Erdoğan, ittifakı kurduklarını, çalışmaların bittiğini, Meclis'e gönderildiğini, şimdi Meclis çalışmalarını yaparak bu ittifakı çok çok güçlü bir şekilde sürdürecek ve Kasım 2019'da Türkiye'den bu ittifakın en anlamlı sesini dünyaya duyuracaklarını vurguladı.

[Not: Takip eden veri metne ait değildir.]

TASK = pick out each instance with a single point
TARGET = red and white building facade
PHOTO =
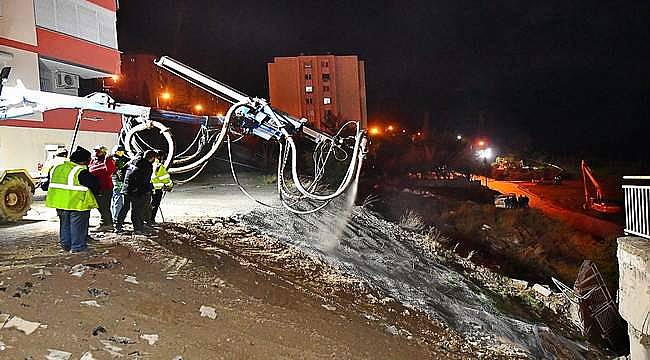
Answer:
(54, 46)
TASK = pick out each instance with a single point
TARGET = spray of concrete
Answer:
(335, 219)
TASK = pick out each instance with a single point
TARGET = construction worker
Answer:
(71, 190)
(103, 167)
(137, 192)
(121, 161)
(161, 182)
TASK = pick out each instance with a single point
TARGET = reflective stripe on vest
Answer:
(65, 192)
(161, 178)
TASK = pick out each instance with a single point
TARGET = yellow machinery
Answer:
(16, 194)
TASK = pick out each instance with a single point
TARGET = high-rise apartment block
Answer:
(324, 89)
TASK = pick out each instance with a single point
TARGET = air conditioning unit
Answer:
(66, 80)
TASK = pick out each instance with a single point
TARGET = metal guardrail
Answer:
(637, 205)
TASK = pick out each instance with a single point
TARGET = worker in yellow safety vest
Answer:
(71, 190)
(161, 182)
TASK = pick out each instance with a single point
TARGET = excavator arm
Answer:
(246, 116)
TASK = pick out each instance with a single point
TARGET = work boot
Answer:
(103, 228)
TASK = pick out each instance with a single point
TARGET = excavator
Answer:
(595, 202)
(247, 116)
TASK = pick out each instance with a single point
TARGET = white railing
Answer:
(637, 205)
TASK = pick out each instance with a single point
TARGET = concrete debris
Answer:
(131, 279)
(87, 356)
(207, 311)
(92, 303)
(121, 340)
(3, 319)
(78, 270)
(27, 327)
(542, 290)
(25, 289)
(41, 274)
(150, 338)
(99, 330)
(392, 329)
(103, 265)
(97, 292)
(58, 355)
(111, 349)
(520, 284)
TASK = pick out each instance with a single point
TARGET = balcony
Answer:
(637, 205)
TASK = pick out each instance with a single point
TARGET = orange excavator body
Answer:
(595, 202)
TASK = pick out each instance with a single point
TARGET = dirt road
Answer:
(580, 221)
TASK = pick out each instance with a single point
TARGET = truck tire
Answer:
(15, 199)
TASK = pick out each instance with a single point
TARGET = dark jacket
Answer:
(121, 163)
(137, 180)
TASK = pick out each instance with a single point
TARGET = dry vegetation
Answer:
(521, 243)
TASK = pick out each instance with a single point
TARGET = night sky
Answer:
(564, 77)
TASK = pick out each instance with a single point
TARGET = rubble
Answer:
(150, 338)
(87, 356)
(96, 292)
(57, 355)
(78, 270)
(91, 303)
(27, 327)
(131, 279)
(542, 290)
(121, 340)
(207, 311)
(99, 330)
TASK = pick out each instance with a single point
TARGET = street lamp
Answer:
(165, 96)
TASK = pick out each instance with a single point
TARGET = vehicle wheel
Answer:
(15, 199)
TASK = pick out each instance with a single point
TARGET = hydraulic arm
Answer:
(246, 116)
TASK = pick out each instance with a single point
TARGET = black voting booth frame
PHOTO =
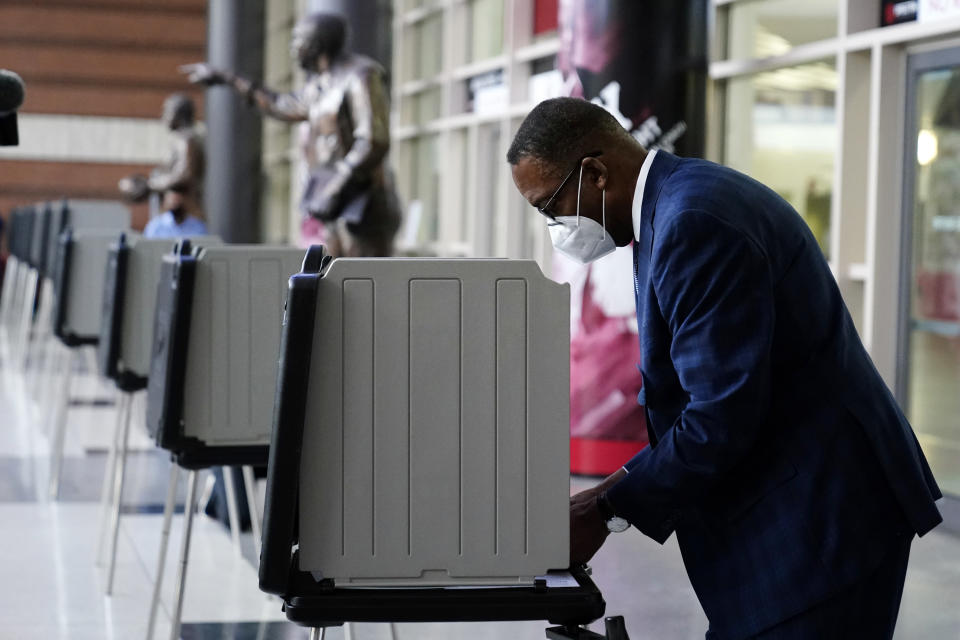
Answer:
(321, 604)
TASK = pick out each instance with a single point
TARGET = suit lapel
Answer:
(663, 165)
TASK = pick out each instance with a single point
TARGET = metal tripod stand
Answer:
(615, 630)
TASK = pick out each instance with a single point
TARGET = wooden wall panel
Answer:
(116, 101)
(110, 58)
(102, 57)
(77, 25)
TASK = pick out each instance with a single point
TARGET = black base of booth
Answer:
(205, 457)
(317, 604)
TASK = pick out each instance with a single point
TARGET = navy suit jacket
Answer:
(778, 455)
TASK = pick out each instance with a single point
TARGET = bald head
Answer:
(178, 111)
(571, 157)
(558, 131)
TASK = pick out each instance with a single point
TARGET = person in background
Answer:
(778, 456)
(176, 221)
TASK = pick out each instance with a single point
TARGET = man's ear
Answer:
(595, 171)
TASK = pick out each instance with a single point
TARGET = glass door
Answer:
(929, 380)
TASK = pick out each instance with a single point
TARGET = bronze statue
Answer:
(184, 171)
(345, 105)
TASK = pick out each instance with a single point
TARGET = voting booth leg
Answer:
(168, 507)
(118, 494)
(189, 508)
(6, 294)
(250, 484)
(16, 311)
(106, 497)
(41, 370)
(614, 627)
(232, 512)
(26, 320)
(60, 428)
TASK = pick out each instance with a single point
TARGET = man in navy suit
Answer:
(778, 456)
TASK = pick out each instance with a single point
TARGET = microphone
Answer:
(12, 93)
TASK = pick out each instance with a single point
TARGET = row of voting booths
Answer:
(412, 413)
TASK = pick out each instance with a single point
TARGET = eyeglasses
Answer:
(545, 209)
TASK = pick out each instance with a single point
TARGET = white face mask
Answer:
(581, 238)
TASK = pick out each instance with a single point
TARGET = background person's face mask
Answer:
(582, 238)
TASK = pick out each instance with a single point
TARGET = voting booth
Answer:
(213, 371)
(129, 304)
(419, 458)
(79, 264)
(215, 343)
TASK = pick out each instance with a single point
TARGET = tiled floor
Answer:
(51, 587)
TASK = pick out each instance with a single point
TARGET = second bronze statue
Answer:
(345, 113)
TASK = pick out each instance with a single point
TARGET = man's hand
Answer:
(587, 528)
(203, 73)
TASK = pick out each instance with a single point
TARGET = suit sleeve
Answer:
(715, 292)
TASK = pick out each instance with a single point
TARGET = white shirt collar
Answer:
(638, 193)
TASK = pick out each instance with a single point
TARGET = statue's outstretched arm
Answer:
(283, 106)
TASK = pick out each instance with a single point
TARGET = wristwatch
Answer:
(615, 524)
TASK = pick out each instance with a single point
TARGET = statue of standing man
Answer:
(181, 178)
(345, 105)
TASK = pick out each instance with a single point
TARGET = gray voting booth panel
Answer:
(80, 286)
(144, 260)
(82, 215)
(234, 342)
(436, 437)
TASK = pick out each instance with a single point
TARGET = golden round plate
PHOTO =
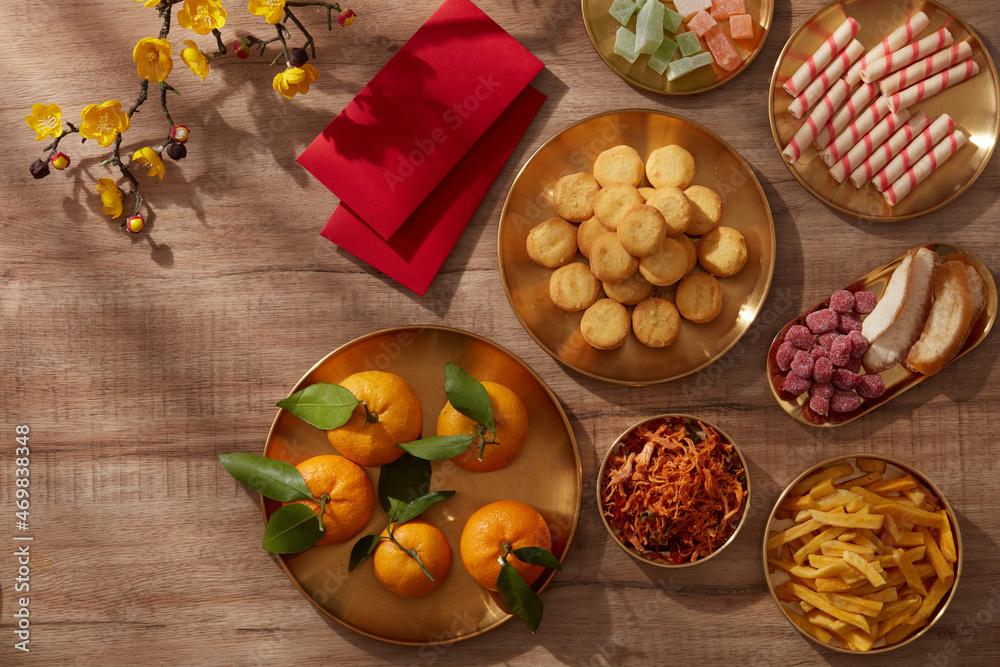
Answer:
(546, 475)
(691, 422)
(574, 149)
(894, 469)
(601, 28)
(974, 104)
(898, 378)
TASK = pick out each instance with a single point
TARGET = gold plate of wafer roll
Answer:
(862, 554)
(885, 111)
(723, 34)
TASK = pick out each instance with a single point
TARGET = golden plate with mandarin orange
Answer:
(574, 149)
(546, 475)
(974, 104)
(602, 27)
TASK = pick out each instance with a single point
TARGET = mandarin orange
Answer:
(510, 419)
(349, 489)
(490, 528)
(393, 417)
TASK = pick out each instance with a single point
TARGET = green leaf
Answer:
(362, 549)
(537, 556)
(323, 405)
(438, 447)
(292, 528)
(403, 479)
(272, 479)
(417, 507)
(519, 597)
(468, 395)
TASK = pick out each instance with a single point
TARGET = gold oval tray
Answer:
(574, 149)
(903, 469)
(601, 28)
(898, 378)
(546, 475)
(974, 104)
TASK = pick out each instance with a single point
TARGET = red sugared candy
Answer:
(819, 351)
(796, 385)
(859, 344)
(871, 386)
(826, 340)
(821, 389)
(722, 47)
(845, 379)
(701, 23)
(819, 405)
(841, 301)
(844, 401)
(864, 302)
(786, 351)
(723, 9)
(840, 351)
(849, 322)
(822, 321)
(741, 26)
(800, 337)
(822, 370)
(802, 364)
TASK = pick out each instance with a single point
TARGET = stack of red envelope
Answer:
(414, 154)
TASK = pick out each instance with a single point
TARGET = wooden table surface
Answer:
(136, 360)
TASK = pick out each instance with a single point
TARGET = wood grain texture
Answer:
(137, 359)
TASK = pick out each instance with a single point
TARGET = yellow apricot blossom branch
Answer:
(105, 123)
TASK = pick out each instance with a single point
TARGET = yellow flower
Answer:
(271, 10)
(147, 155)
(295, 80)
(152, 58)
(202, 16)
(195, 59)
(45, 120)
(103, 122)
(111, 197)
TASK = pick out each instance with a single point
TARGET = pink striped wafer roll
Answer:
(899, 37)
(927, 165)
(925, 68)
(934, 85)
(915, 150)
(910, 53)
(890, 149)
(833, 45)
(859, 101)
(874, 139)
(816, 120)
(852, 135)
(815, 90)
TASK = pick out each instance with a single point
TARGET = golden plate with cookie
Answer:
(718, 168)
(602, 29)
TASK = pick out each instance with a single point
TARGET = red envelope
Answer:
(415, 253)
(409, 127)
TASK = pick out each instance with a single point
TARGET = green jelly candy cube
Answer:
(671, 20)
(689, 43)
(622, 10)
(649, 27)
(625, 44)
(661, 57)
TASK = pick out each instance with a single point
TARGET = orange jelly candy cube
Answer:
(723, 9)
(741, 26)
(701, 23)
(722, 47)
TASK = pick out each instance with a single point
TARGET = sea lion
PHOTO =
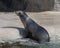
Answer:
(38, 33)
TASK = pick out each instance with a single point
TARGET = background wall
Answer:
(40, 5)
(33, 5)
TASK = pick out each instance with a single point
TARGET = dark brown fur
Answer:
(38, 33)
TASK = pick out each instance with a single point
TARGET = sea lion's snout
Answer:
(19, 13)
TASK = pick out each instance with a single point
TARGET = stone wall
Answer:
(40, 5)
(33, 5)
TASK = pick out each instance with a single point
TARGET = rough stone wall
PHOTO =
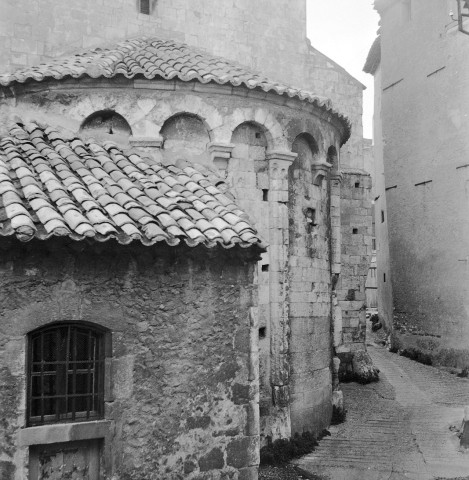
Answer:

Birilerinin, bölmenin peşinde olduğunu aktaran Erdoğan, "Boşuna heveslenmesinler. Biz bir olacağız, iri olacağız, diri olacağız, kardeş olacağız hep birlikte Türkiye olacağız. Olduk mu? Elhamdülillah. Öyleyse bu milleti, ümmeti bölmek isteyenlere inşallah martta da kasım da da en güzel cevabı biz Türkiye olarak vereceğiz. Şimdi Afrin işte bunun işaret fişeğidir. Afrin'de benim milletim destan yazıyor askerimiz destan yazıyor inşallah bu zaferle devam edecek. Allah yardımcımız olsun. Rabbimiz ayetinde 'Allah'ın yardımı yakındır, müjdele' diyor. Şimdi biz yeni bir müjde bekliyoruz inşallah" diye konuştu.